Prepare for the mega traffic jam of the future. As cars become more and more available through on demand services we may see a tremendous rise in traffic. Up to 90% on some forecasts.
Some early indications of this can be seen in London, where the number of minicab licenced vehicles has surged in response to Uber - and is blamed for increasing traffic.
In an eventual autonomous future, the effective cost of convenient personal transport will plunge (labour is the majority of the cost) and people will inevitably substitute journeys from public transport (who doesn't want A to B private comfort?) causing an explosion in vehicle miles.
Beyond being a potential nuisance, there is some great news in here for those who offer service and repair of vehicles. Most of these services are mileage-linked in some way or another, in the future they can expect a tailwind of volume if this mileage increases.
Hopefully this will go some way to offsetting the erosion of value as they increasingly serve B2B service providers rather than higher margin consumers.
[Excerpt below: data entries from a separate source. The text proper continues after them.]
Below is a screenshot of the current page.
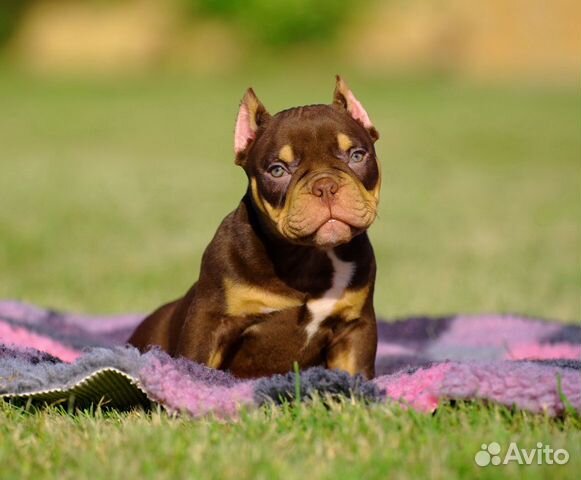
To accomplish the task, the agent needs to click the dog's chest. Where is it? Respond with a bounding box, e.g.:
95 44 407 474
305 251 355 342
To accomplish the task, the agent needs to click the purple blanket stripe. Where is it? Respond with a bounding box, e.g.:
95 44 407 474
0 301 581 418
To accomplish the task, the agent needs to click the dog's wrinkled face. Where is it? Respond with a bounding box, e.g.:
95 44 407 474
235 77 380 248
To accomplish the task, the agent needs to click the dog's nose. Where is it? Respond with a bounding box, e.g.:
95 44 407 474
311 177 339 199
The opportunity here is to be the kind of scale network (or virtual network) needed to support advanced mobility services i.e. national scale and with consistent quality, high utilisation and efficiency.
Will the large dealer groups (e.g. Pendragon, Marshall) or servicing chains (Kwikfit, Halfords) reach sufficient consolidation to play this role, or will the prize go to companies that can command virtual networks e.g. fleet management and accident management companies?
falling ownership could well be accompanied by rising traffic because shared mobility services are more efficient and encourage higher use. City streets will in future have fewer cars parked on them but more objects in motion.